> How are gateways chosen?

Someone volunteers.

> What is to stop gateways from being taken down (using the "flaw" that you
> talk about) isolating a potentially large group of nodes?

Nothing. A gateway is a public node. Currently there is nothing to stop a
public node from being taken down. The cluster will be isolated, but not
shut down. The alternative is that they all get shut down. Some trading
can still occur just within the cluster until they find a new
gateway. Also, there can be multiple gateways for a cluster, so shutting
down one gateway wouldn't necessarily isolate the cluster.

> How do people reliably find another Freenet node which they trust, and
> which can trust them?

Since this must occur out-of-band, the particular mechanism is
situational. The same ways that you form any sort of persecuted group. You
start a small cluster with people you know. As you meet more people that
you think you can trust you add them and hope that none of them are
agents. If you can't find people to trust then you can take your chances
with running a public node or you can give up.

> Why won't the gateway become a bottleneck if all requests for information
> not stored within the local cluster must pass through it?

First of all, it is likely that because of the isomorphism between a group
of people that know and trust each other and the cluster, it is likely
that there will be some overlap between requested files. This means that a
greater percentage of requests will be serviced by the local network than
in a normal public network.

However, ignoring that, the gateway acts as a bottleneck going out of the
cluster but not going into the cluster. (I'll post a separate post to
substantiate this claim.) So yes, from inside the cluster if you want to
request something outside of the cluster, you have to go through one of
the gateways. There can of course be multiple gatways. But it is of course
an issue that if you only have a few gateways and a lot of nodes in the
cluster that the gateways will become overloaded and things will get
slow.
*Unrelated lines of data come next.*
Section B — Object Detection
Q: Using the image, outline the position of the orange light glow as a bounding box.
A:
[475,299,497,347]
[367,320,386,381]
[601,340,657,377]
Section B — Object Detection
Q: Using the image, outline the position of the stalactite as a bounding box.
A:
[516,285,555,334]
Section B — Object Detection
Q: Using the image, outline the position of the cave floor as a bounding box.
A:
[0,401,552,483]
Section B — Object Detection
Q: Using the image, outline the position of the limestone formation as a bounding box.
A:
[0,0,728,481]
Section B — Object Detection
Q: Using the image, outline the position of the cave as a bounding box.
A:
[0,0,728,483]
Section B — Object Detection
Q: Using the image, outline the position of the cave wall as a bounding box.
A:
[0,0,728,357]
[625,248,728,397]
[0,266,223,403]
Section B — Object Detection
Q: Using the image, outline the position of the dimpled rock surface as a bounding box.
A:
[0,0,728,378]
If that happens, you can always run a public node or try to find
another gateway to balance out the cluster's load.

It is important to note, however, that while it is possible that being in
a cluster could suck (in which case become a public node if it sucks so
much that it's worth the risk to you), a cluster will not degrade the
performance of the public network. People in clusters should be allowed to
degrade their performance if they feel like it but of course should not be
able to degrade the performance of the public network, which they won't.

> Explain how someone efficiently attempts to do a DH key-exchange with
> 65,000 ports on a machine which could be at the end of a 56k modem?
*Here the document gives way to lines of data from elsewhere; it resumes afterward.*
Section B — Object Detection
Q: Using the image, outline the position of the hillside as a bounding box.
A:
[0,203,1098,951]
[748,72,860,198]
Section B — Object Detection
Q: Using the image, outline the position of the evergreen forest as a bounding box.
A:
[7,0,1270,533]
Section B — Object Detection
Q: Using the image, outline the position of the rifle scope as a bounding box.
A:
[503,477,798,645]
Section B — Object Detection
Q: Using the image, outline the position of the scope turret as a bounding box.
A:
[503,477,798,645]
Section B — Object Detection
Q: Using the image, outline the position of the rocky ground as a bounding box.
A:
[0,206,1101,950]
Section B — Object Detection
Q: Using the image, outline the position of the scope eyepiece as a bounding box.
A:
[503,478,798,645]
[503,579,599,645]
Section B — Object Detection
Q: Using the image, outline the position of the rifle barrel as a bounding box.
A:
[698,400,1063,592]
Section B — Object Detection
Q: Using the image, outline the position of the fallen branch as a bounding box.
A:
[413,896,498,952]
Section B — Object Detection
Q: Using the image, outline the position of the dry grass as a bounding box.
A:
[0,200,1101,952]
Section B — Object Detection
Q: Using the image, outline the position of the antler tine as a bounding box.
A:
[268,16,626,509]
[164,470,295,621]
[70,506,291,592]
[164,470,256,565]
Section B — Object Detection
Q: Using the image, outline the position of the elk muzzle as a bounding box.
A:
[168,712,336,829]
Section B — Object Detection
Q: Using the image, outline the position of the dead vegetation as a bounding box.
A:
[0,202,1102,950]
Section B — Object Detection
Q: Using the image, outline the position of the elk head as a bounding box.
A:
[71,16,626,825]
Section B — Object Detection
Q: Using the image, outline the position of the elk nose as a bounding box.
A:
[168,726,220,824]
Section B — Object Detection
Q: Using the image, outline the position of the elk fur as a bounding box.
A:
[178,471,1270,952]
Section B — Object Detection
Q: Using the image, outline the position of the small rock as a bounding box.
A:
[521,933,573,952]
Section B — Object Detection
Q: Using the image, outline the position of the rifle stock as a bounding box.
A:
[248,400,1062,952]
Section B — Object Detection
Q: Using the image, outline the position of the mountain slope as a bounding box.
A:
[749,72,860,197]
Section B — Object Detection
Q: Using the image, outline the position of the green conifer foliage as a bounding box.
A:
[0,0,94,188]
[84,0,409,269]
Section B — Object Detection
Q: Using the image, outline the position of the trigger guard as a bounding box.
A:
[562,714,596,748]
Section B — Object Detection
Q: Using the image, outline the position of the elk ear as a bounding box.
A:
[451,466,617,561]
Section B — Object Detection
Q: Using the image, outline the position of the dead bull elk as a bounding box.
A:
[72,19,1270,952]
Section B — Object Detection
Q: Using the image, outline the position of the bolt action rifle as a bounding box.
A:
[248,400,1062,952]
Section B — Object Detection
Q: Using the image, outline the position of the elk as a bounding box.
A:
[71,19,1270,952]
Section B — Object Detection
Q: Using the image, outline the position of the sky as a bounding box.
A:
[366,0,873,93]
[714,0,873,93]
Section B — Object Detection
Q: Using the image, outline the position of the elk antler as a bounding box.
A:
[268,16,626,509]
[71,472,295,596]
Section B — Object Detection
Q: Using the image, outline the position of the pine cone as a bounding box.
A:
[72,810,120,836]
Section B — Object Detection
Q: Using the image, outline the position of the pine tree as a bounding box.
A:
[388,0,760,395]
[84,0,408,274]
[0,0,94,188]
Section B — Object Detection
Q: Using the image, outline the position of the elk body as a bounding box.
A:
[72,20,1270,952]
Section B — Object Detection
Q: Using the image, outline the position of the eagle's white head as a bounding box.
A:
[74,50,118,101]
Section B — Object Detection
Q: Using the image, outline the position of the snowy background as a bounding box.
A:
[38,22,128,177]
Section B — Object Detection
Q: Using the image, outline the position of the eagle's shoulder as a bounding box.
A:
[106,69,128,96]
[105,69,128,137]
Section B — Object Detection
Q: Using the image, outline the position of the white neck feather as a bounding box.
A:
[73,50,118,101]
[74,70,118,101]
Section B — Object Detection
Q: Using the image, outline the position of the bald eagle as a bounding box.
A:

If you have a lot of machines and a lot of bandwidth dedicated to just
this purpose, you can do this. I don't think this is an unreasonable
resource for an attacker to have if we're considering governments to be
potential attackers.

> No shit.  The point is that I think that you are wrong.  Also, you
> suggested this before - what was the general opinion then - I seem to
> recall that it resulted in Oskar making some disparaging remarks about
> your understanding of how Freenet works.  Can you remind me when you last
> suggested it so that I can check the archives?

Everything I say results in Oskar making some disparaging remarks about my
understanding of how Freenet works. Let's critique my proposal further and
not my character. And I have no idea when I last suggested this.